Where Type Keywords Appear
Type keywords appear in four places, and all four generate enforcement:
;; 1. Function parameters — runtime check
(func add
:args (:number a :number b)
:returns :number
:body (+ a b))
;; 2. Anonymous function parameters — runtime check
(fn (:number x) (* x 2))
;; 3. ADT constructor fields — runtime check
(type Circle (Circle :number radius))
;; 4. Binding annotations — runtime check (non-literals) or compile-time check (literals)
(bind :number result (compute-something))
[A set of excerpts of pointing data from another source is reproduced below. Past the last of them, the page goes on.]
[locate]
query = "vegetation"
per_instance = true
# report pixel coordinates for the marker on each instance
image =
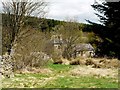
(28, 42)
(60, 77)
(109, 31)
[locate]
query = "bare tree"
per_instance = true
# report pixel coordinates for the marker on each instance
(16, 12)
(71, 35)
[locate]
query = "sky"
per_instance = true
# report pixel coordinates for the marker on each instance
(77, 9)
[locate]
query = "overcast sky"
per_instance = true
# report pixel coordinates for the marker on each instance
(78, 9)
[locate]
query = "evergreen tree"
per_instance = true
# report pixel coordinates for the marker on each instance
(109, 31)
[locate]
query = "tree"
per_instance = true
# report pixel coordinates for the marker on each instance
(71, 34)
(16, 13)
(109, 31)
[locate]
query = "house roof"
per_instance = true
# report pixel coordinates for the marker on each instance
(84, 47)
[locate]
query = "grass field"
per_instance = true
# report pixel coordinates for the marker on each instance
(59, 77)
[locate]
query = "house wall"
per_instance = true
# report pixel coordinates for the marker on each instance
(85, 54)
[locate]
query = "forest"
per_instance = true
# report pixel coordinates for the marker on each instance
(46, 53)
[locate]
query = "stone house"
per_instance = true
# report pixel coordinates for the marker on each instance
(79, 50)
(84, 50)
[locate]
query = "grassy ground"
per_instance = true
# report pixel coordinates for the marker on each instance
(60, 77)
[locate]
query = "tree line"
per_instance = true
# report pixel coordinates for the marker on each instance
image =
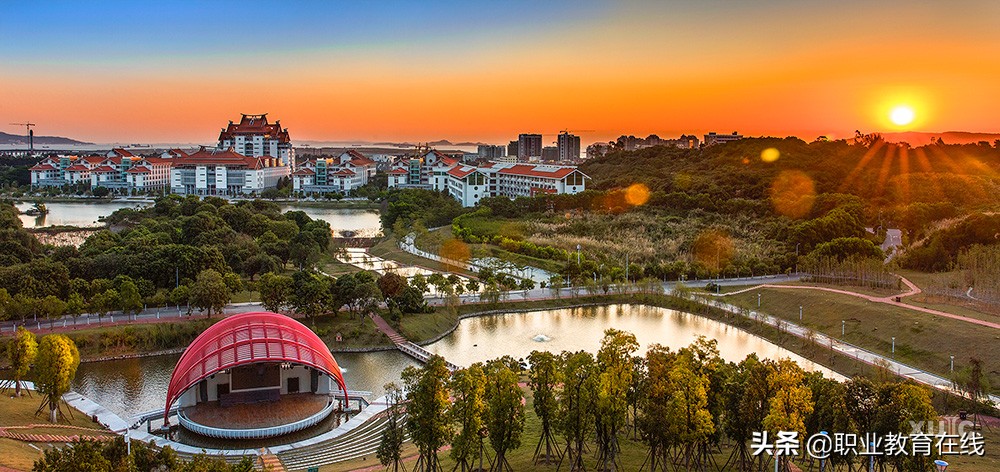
(688, 408)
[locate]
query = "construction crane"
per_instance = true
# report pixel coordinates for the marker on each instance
(31, 134)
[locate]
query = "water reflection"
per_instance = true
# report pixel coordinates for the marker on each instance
(572, 329)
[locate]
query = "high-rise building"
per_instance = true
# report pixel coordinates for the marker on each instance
(253, 136)
(713, 138)
(512, 149)
(528, 146)
(569, 147)
(549, 154)
(491, 152)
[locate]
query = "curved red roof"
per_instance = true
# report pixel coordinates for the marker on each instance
(250, 338)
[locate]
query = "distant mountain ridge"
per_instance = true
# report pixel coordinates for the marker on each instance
(920, 138)
(7, 138)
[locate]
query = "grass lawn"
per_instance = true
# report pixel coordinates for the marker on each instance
(21, 411)
(330, 265)
(389, 249)
(923, 340)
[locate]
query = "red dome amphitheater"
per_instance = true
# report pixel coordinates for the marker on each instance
(248, 359)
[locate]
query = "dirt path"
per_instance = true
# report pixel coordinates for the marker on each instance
(912, 289)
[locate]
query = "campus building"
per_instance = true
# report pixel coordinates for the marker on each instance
(229, 173)
(342, 174)
(569, 147)
(254, 136)
(254, 375)
(529, 146)
(713, 138)
(469, 184)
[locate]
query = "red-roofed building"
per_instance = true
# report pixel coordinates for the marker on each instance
(225, 172)
(343, 174)
(254, 136)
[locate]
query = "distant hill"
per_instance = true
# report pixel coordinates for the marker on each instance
(920, 138)
(7, 138)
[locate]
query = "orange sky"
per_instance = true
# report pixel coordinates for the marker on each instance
(770, 68)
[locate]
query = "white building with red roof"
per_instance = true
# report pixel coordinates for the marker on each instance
(342, 174)
(254, 136)
(225, 172)
(470, 184)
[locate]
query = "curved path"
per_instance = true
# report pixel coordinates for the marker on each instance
(889, 300)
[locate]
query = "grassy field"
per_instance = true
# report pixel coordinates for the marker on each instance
(389, 249)
(923, 340)
(21, 411)
(431, 242)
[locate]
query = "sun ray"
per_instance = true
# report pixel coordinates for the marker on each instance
(869, 154)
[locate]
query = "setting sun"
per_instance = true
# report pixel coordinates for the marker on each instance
(902, 115)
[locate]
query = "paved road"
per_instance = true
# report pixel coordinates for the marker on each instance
(889, 300)
(845, 348)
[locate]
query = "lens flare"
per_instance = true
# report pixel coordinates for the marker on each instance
(793, 193)
(902, 115)
(637, 194)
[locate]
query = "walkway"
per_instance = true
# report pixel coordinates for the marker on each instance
(405, 346)
(848, 349)
(912, 289)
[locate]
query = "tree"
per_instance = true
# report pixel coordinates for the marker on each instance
(128, 297)
(576, 404)
(21, 352)
(55, 369)
(209, 292)
(791, 403)
(468, 413)
(427, 396)
(390, 447)
(656, 406)
(688, 406)
(543, 377)
(505, 412)
(275, 290)
(614, 361)
(310, 293)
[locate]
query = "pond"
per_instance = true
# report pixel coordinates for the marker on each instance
(346, 222)
(132, 386)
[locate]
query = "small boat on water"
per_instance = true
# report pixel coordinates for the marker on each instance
(38, 210)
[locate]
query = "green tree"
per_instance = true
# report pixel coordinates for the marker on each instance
(614, 360)
(468, 413)
(275, 291)
(576, 405)
(310, 293)
(543, 378)
(688, 406)
(21, 352)
(428, 401)
(209, 292)
(129, 299)
(791, 403)
(390, 447)
(55, 368)
(656, 406)
(505, 412)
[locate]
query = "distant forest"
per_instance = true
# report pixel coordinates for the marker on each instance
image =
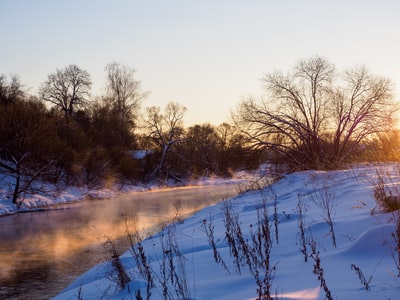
(314, 118)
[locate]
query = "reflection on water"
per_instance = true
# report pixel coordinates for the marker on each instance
(41, 252)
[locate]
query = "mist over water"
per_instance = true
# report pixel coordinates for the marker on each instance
(42, 252)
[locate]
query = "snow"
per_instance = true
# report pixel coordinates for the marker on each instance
(363, 236)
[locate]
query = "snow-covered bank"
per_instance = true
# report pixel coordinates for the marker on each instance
(364, 243)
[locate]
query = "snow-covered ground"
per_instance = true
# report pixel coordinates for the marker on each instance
(363, 237)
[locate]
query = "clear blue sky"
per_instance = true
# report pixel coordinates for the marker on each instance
(204, 54)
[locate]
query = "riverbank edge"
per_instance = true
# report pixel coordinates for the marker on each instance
(55, 199)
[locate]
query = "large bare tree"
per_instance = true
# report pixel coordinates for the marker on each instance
(165, 130)
(10, 89)
(123, 90)
(67, 89)
(316, 117)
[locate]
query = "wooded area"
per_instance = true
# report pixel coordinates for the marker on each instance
(312, 118)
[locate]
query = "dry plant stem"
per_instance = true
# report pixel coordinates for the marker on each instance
(301, 223)
(396, 237)
(209, 230)
(323, 198)
(361, 276)
(173, 265)
(139, 255)
(118, 270)
(318, 270)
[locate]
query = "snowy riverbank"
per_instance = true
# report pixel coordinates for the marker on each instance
(361, 266)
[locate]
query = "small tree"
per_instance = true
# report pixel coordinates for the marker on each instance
(316, 117)
(10, 89)
(165, 130)
(29, 146)
(67, 89)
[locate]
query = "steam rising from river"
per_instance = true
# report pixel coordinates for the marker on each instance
(71, 240)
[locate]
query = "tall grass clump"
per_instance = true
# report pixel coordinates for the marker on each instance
(253, 251)
(323, 197)
(140, 257)
(386, 191)
(118, 273)
(301, 209)
(318, 270)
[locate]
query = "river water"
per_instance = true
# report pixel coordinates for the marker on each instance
(42, 252)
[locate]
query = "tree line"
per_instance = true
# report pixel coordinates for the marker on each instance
(313, 117)
(65, 136)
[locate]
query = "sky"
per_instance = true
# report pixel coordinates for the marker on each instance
(207, 55)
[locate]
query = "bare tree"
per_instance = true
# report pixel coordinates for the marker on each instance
(316, 117)
(10, 89)
(67, 89)
(123, 90)
(165, 129)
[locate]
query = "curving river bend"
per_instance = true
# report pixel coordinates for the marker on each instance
(42, 252)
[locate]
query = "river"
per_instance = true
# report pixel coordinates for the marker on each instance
(42, 252)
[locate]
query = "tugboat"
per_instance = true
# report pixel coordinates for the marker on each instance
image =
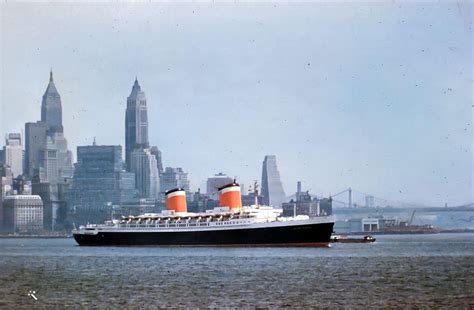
(345, 239)
(230, 224)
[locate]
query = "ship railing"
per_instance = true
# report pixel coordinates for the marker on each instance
(164, 225)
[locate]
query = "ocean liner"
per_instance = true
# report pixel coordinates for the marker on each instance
(227, 225)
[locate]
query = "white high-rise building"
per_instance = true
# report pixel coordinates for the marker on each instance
(216, 181)
(272, 188)
(143, 163)
(13, 153)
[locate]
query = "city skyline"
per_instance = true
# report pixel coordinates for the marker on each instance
(406, 138)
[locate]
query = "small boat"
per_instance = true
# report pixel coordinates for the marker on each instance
(345, 239)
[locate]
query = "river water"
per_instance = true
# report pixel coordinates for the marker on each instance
(395, 271)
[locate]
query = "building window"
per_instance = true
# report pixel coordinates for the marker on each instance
(51, 154)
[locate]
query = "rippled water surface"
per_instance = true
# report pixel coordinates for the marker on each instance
(396, 271)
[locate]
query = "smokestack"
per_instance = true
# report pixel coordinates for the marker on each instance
(229, 196)
(176, 200)
(298, 191)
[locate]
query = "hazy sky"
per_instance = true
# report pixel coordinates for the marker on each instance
(377, 96)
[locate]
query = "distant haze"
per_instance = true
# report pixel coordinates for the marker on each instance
(376, 96)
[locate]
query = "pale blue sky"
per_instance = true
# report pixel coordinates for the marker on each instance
(377, 96)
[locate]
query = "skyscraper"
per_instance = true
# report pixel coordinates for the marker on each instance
(216, 181)
(173, 178)
(143, 164)
(46, 153)
(51, 110)
(272, 188)
(99, 183)
(136, 122)
(47, 158)
(13, 153)
(35, 140)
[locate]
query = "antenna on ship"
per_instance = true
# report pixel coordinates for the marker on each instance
(255, 193)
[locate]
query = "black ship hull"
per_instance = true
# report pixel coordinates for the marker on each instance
(304, 235)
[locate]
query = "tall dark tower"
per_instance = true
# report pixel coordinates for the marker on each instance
(136, 122)
(51, 111)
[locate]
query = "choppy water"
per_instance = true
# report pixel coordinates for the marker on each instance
(396, 271)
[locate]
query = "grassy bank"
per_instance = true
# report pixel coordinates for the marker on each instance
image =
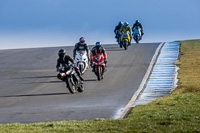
(176, 112)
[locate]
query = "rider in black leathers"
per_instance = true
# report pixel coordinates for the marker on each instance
(65, 60)
(81, 45)
(137, 23)
(98, 49)
(117, 35)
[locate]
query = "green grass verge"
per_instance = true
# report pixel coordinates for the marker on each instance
(176, 112)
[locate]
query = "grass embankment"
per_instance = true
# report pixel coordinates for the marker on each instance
(176, 112)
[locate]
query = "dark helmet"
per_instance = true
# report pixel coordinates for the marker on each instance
(98, 44)
(120, 23)
(82, 40)
(61, 53)
(126, 24)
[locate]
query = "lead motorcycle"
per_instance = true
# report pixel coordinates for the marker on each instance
(98, 64)
(81, 60)
(137, 34)
(73, 83)
(126, 40)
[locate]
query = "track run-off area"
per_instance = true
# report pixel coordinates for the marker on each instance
(30, 91)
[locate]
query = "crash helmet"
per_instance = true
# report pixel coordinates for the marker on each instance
(61, 53)
(82, 40)
(136, 21)
(120, 23)
(98, 44)
(126, 24)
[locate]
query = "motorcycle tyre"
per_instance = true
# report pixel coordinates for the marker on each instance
(81, 88)
(70, 86)
(99, 73)
(125, 44)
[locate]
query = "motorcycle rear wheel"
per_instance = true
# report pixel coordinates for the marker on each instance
(125, 44)
(81, 88)
(99, 73)
(70, 86)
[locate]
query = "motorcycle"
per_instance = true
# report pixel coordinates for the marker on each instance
(98, 64)
(73, 83)
(137, 34)
(118, 36)
(81, 61)
(126, 40)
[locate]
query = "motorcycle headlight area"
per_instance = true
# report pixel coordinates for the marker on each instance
(62, 74)
(68, 72)
(101, 62)
(125, 36)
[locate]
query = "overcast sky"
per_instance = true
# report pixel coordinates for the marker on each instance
(47, 23)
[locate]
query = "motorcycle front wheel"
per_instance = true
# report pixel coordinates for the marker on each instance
(70, 86)
(99, 73)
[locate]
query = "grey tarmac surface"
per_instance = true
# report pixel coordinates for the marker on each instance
(30, 91)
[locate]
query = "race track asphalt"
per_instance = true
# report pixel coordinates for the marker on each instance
(30, 91)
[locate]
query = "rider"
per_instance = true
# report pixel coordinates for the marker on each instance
(117, 35)
(81, 45)
(138, 24)
(98, 50)
(123, 29)
(65, 60)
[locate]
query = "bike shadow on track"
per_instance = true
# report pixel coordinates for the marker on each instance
(28, 95)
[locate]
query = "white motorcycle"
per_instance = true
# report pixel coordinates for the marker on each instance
(81, 61)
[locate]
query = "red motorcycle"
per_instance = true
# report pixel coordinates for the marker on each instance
(98, 64)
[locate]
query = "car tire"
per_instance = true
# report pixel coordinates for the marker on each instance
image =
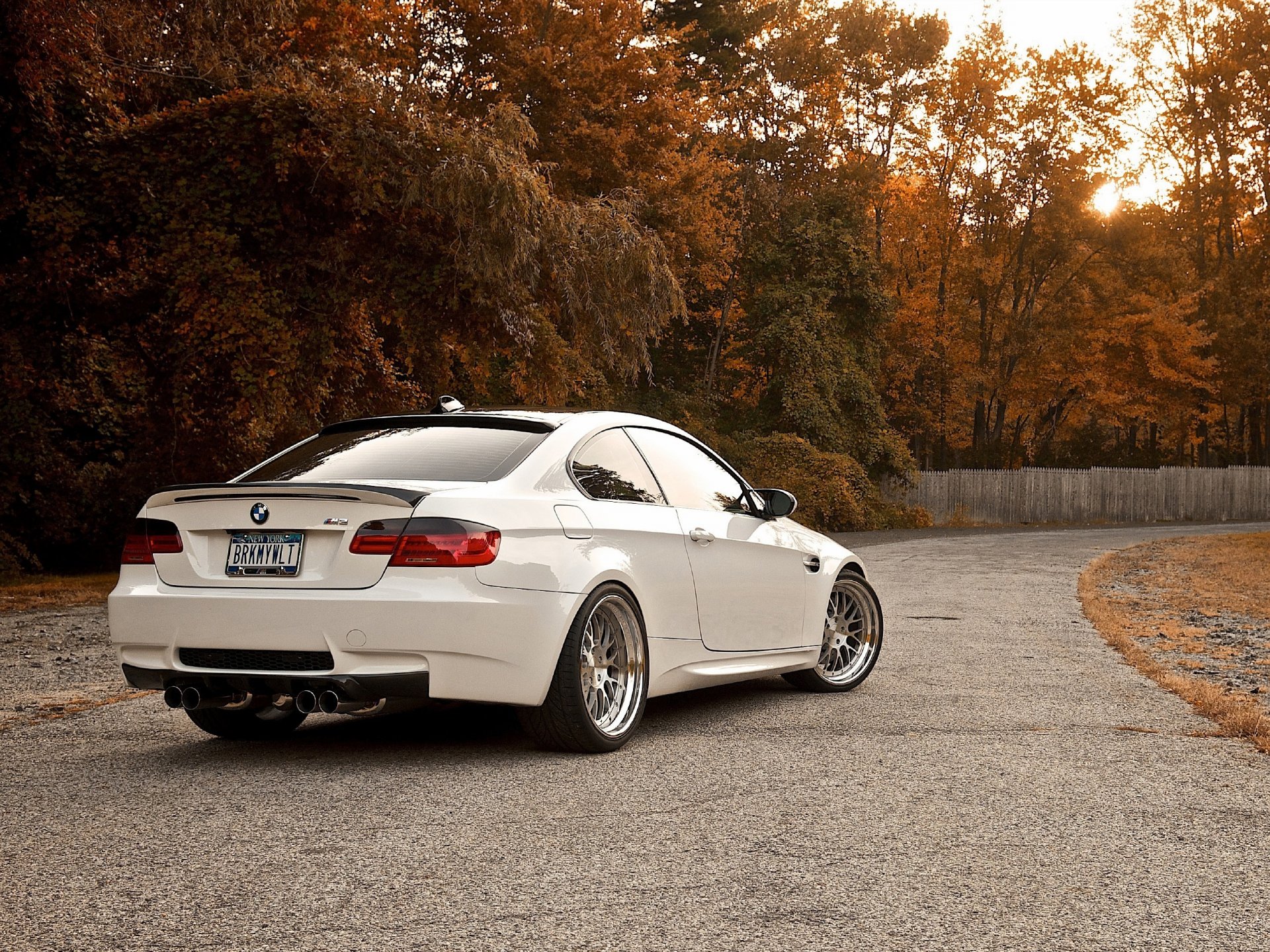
(247, 725)
(853, 639)
(600, 687)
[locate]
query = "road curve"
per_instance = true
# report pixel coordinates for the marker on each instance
(976, 793)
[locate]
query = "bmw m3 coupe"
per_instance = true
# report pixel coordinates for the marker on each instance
(571, 564)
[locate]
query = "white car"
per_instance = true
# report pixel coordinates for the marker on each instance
(572, 564)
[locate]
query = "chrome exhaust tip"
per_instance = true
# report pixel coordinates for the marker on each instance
(331, 702)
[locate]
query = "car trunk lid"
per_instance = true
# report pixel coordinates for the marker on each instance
(226, 543)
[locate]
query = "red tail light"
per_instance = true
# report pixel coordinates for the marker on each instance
(378, 537)
(148, 539)
(429, 542)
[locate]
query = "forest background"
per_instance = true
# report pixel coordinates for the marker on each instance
(812, 233)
The same type keywords produce the same runtime checks everywhere. func, fn, type, and bind all use the identical check expressions from the table above. For bind specifically, the compiler is smart about literals: (bind :number x 42) emits no runtime check because 42 is obviously a number. (bind :number x "hello") is a compile error because the mismatch is statically visible. Only non-literal initializers get runtime checks.
What the Check Looks Like
(func double
:args (:number x)
:returns :number
:body (* x 2))
In development:
function double(x) {
if (typeof x !== "number" || Number.isNaN(x))
throw new TypeError(
"double: arg 'x' expected number, got " + typeof x);
const result__gensym0 = x * 2;
if (typeof result__gensym0 !== "number" || Number.isNaN(result__gensym0))
throw new TypeError(
"double: return value expected number, got "
+ typeof result__gensym0);
return result__gensym0;
}
With --strip-assertions:
function double(x) {
return x * 2;
}
The development version is verbose but informative — the error message includes the function name, the parameter name, the expected type, and the actual type. The production version is clean. The switch between them is a single compiler flag.
Why :number Excludes NaN
This is a deliberate safety choice. typeof NaN === "number" is true in JavaScript, but NaN is not a number in any meaningful sense. It’s a sentinel value that means “this numeric operation failed.” Allowing it to pass a :number check would defeat the purpose of the check.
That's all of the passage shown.